Core-Infused Lower Body Strength Active Recovery Workout to Maintain Muscle

26 Min • Core, Lower Body
  • View on YouTube
    • Training Type Strength Training
    • Equipment Dumbbell, Mat
    • Membership Free

    Overview

    This workout serves as Day 1 of our Deload Week: Downtraining 5-day Challenge but can be used as a standalone workout any time.



    Focus & Benefits: This workout kicks off our 5-day deload challenge and is designed to maintain lower body muscle and strength without overloading or working to fatigue. Volume and overall intensity is moderate, making it enough to be worth your time, but also scaled back just enough to give your muscles a slight reprieve from progressive overload. Core is infused to offer the legs a break and provide balance throughout the workout and deload week. This is ideal for active recovery or for beginner to intermediate exercisers looking for a quicker, approachable lower body workout!

    Equipment: Light to medium dumbbells and an optional mat.

    Tips & Helpful Information: 

    Perhaps you’re wondering what the purpose of a deload week is or who it might be best for. Here are some signs you might need a deload week, or at least a few days to deload:

    • Fatigue and lack of energy
    • Increased resting heart rate
    • Poor recovery from workouts
    • Decreased motivation to workout
    • Strength or performance plateaus
    • Prolonged muscle soreness

    You can make a judgement call when you need a deload week, or program them in to get ahead of the overtraining symptoms listed above. Depending on the intensity and volume of your typical training routine, you may need a deload week every 4-10 weeks of consistent exercise — more frequently for advanced exercisers and less frequently for beginners.

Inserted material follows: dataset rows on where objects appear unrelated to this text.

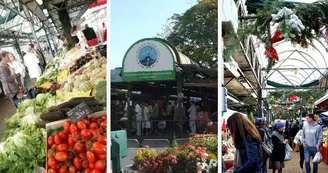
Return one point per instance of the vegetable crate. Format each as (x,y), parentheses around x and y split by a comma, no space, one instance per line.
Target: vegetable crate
(60,123)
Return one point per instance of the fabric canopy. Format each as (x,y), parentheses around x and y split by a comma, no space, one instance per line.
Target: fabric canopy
(98,3)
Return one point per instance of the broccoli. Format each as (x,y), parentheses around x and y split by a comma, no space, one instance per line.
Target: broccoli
(101,92)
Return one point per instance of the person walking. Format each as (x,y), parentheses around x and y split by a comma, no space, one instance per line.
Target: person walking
(9,83)
(278,153)
(248,143)
(299,142)
(294,130)
(32,63)
(312,139)
(259,123)
(41,57)
(19,69)
(138,112)
(192,118)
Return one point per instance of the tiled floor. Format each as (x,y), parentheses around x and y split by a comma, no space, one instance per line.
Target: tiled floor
(292,166)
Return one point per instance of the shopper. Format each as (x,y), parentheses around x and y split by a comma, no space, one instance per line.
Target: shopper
(32,63)
(294,130)
(312,138)
(298,140)
(259,122)
(138,112)
(90,36)
(192,118)
(9,84)
(41,57)
(248,141)
(19,69)
(78,37)
(278,153)
(145,118)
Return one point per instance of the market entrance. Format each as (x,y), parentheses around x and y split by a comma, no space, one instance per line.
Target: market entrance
(154,71)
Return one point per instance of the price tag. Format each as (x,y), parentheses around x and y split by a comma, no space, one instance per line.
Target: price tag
(78,112)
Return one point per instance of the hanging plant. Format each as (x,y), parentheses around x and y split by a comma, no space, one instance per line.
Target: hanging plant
(300,25)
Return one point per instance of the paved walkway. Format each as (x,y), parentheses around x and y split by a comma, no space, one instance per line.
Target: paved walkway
(292,166)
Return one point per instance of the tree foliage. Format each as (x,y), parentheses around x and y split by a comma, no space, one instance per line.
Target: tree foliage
(194,32)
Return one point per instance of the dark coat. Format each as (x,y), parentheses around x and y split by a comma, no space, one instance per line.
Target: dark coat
(278,152)
(251,157)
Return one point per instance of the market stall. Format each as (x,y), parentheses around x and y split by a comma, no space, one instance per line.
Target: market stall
(72,90)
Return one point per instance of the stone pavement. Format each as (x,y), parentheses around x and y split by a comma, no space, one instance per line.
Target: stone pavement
(292,166)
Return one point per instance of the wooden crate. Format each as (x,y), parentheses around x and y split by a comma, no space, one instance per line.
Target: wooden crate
(60,123)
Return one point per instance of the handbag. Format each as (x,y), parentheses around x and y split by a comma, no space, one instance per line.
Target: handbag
(288,155)
(267,151)
(237,162)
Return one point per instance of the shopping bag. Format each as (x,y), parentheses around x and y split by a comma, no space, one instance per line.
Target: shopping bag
(317,158)
(267,151)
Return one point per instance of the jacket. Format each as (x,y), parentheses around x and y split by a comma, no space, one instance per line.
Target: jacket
(9,84)
(312,135)
(278,152)
(251,157)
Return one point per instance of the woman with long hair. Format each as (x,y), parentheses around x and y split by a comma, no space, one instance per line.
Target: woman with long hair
(248,142)
(278,153)
(7,77)
(19,69)
(32,63)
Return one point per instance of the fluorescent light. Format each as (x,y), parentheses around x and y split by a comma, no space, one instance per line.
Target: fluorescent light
(232,99)
(254,95)
(45,11)
(245,84)
(40,2)
(3,13)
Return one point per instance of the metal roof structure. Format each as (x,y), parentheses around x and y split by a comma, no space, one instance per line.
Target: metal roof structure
(17,17)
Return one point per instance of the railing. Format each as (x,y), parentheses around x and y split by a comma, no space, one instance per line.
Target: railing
(160,128)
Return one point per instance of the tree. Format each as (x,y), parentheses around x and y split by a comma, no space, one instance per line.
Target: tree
(194,33)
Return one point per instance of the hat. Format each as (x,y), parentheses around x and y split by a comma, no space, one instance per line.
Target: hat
(280,125)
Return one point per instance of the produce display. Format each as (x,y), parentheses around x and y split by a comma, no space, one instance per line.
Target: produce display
(58,112)
(91,76)
(80,146)
(80,63)
(24,147)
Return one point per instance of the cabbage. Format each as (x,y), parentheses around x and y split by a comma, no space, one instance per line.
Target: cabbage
(30,119)
(25,104)
(41,99)
(51,101)
(23,151)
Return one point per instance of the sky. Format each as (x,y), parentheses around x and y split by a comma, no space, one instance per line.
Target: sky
(132,20)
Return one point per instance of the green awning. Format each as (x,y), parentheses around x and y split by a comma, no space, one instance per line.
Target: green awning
(279,85)
(254,5)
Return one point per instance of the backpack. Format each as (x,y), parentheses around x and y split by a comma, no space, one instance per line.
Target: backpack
(267,145)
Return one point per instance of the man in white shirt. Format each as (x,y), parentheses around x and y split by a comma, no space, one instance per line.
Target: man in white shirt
(137,110)
(192,118)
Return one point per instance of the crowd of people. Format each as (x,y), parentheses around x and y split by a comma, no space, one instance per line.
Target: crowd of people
(13,72)
(158,115)
(256,144)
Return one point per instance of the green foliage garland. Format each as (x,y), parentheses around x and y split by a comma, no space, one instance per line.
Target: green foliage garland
(313,16)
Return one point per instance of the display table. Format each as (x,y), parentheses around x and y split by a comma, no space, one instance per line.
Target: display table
(324,153)
(228,164)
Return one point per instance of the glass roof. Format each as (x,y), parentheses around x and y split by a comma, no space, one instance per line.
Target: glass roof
(297,65)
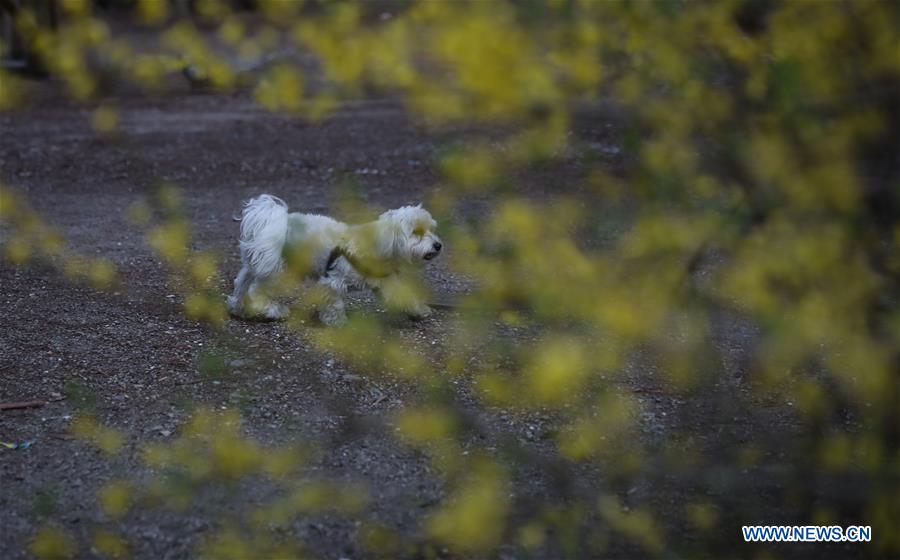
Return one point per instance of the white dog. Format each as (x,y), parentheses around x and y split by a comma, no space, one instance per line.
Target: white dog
(379,255)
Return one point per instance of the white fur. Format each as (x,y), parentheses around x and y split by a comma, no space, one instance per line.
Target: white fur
(378,255)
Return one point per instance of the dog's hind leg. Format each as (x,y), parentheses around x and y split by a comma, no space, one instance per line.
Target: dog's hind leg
(237,300)
(261,304)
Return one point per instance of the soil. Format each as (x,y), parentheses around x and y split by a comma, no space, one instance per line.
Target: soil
(131,358)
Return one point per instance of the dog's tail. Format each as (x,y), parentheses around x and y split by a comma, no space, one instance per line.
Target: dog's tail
(263,233)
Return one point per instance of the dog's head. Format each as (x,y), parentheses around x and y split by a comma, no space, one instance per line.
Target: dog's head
(410,234)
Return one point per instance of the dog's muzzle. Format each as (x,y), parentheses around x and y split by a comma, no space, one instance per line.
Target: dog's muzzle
(435,250)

    For an effective active recovery or deload workout, we recommend lowering the volume (amount or length of work done) and intensity (amount of weight lifted) by approximately 40-50% of your norm. For example, if you normally hold 20lb in each hand for a suitcase squat, cut back to 10lb. Use your best judgement on what will work best for you but, remember, the goal isn’t to walk away from this workout feeling fatigued or exhausted. 

    It might feel out of character to pick up lighter weights or not push yourself to “feel the burn” but we encourage you to trust the process and you’ll walk away from this workout (or deload week) feeling recharged and re-motivated.

    Difficulty & Modifications Explained: This workout is rated a level 3 out of 5 difficulty due to its straightforward exercises, sub 30-minute length, and moderate-volume format. Since the goal of this workout is to “deload” from typical training intensity, we don’t recommend adding anything to raise it to a level 4 difficulty. However, you can absolutely scale this back to a level 2 difficulty by selecting lighter weights, slowing down your pace, or decreasing range of motion.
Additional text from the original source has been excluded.